Водоросль по имени «клавдофора» была одним из героев опубликованной в 1928 году повести Михаила Пришвина «Журавлиная родина», этого своеобразного гимна художественному творчеству, его спасительной самоценности в условиях наступления государства наличность. Для Платонова индивидуалистическая философия художника сальерична, и здесь прошла грань между двумя писателями, которых так любят сравнивать, а между тем их конфликт не менее примечателен. В 1931-м Пришвин, отправившись в командировку в Свердловск, вернулся оттуда в ужасе. «Я так оглушен окаянной жизнью Свердловска, что потерял способность отдавать себе в виденном отчет, — писал он в дневнике. — Та чудовищная пропасть, которую почувствовал я на Урале между собой и рабочими, была не в существе человеческом, а в преданности моей художественно-словесному делу, рабочим теперь совершенно не нужному».
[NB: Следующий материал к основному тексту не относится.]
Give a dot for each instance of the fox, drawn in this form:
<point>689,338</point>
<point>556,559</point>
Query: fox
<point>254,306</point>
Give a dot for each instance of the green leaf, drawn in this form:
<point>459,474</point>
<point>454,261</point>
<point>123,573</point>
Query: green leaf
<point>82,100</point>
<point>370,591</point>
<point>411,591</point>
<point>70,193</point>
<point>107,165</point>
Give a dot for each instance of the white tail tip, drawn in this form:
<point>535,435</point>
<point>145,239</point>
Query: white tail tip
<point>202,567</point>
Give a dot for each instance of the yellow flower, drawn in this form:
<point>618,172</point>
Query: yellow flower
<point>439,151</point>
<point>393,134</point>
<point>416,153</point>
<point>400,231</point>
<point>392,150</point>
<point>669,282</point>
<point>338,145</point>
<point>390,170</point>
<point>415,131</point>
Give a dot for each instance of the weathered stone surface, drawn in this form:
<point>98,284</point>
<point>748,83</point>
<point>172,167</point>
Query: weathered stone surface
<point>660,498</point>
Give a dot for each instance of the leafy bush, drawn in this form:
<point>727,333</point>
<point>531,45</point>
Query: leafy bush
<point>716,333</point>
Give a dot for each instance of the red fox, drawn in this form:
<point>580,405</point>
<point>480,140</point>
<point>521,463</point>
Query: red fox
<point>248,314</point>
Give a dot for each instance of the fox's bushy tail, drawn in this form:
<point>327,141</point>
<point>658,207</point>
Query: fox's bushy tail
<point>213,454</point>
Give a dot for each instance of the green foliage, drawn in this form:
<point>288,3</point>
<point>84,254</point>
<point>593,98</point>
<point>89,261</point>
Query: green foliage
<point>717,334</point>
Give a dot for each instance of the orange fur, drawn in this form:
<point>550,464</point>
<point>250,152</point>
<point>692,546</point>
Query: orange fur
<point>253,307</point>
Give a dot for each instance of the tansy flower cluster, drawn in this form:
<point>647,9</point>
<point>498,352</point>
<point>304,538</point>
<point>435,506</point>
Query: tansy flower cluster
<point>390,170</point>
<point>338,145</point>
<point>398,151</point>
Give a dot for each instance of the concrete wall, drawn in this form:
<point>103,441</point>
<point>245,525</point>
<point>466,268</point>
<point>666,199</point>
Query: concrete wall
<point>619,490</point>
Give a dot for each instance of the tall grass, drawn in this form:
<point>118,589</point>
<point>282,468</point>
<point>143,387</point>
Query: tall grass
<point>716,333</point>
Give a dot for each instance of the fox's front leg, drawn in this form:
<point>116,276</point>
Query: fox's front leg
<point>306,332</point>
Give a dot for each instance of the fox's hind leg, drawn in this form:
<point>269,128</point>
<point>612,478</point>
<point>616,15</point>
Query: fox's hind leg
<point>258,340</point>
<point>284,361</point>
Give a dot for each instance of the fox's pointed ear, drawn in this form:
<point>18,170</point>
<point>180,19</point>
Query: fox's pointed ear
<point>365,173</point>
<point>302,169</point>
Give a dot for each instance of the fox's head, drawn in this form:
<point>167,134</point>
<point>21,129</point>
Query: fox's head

Случай Пришвина не был исключительным. Борис Пастернак от увиденного на Урале едва не помешался и два года мучился бессонницей, Мандельштам спасался от бархатной советской ночи в Армении, Алексей Толстой литературно в «Петре», а житейски в Детском (Царском) Селе, где обустроил быт с роскошью если не графской, то по крайней мере купеческой, Замятин с помощью Горького отпросился у верховного начальства за границу, Грин не желал иметь с современностью ничего общего, давно уже эмигрировав внутренне, а Булгаков в ответ на неоднократные предложения вхожих в его дом сексотов-доброхотов взять командировку на завод отвечал: «Шумно очень на заводе, а я устал, болен. Вы меня отправьте лучше в Ниццу».
И это — вершина писательского мира. О других существует злое свидетельство в дневнике Вячеслава Полонского: «Отвратительная публика — писатели. Рваческие, мещанские настроения преобладают. Они хотят жить не только „сытно“, но жаждут комфорта. В стране, строящей социализм, где рабочий класс в ужаснейших условиях, надрываясь изо всех сил, не покладая рук, работает — ударничество, соцсоревнование, — эта публика буквально рвет с него последнее, чтобы обставить квартиру, чтобы купаться в довольстве, чтобы откладывать „на черный день“. При этом они делают вид, что страшно преданны его, рабочего, интересам. Пишут-то они не для него: рабочий их читает мало. Что дает их творчество? Перепевы или подделку. Они вовсе не заражены соцстроительством, как хотят показать на словах. Они заражены рвачеством. Они одержимы мещанским духом приобретательства. Краснодеревцы не только Пильняк. То же делает и Лидин, и Леонов, и Никифоров, и Гладков. Все они собирают вещи, лазят по антикварным магазинам, „вкладывают“ червонцы в „ценности“».
Платонов был одним из немногих, кто не искал спасения ни в накопительстве, ни в творчестве и от рабоче-крестьянского пути, по которому шла страна, не уклонялся, и в изведанном им производственном, колхозном советском опыте — уникальность и его самого, и его героев. Именно таким бросившимся в гущу республики и становится рассказчик в хронике «Впрок». Через восприятие этого целомудренного, бережного человека, честного и заинтересованного свидетеля и участника «героических, трогательных и печальных» событий, передается картина устройства деревенского социализма с его «трогательной неуверенностью детства», а «не падающей иронией гибели».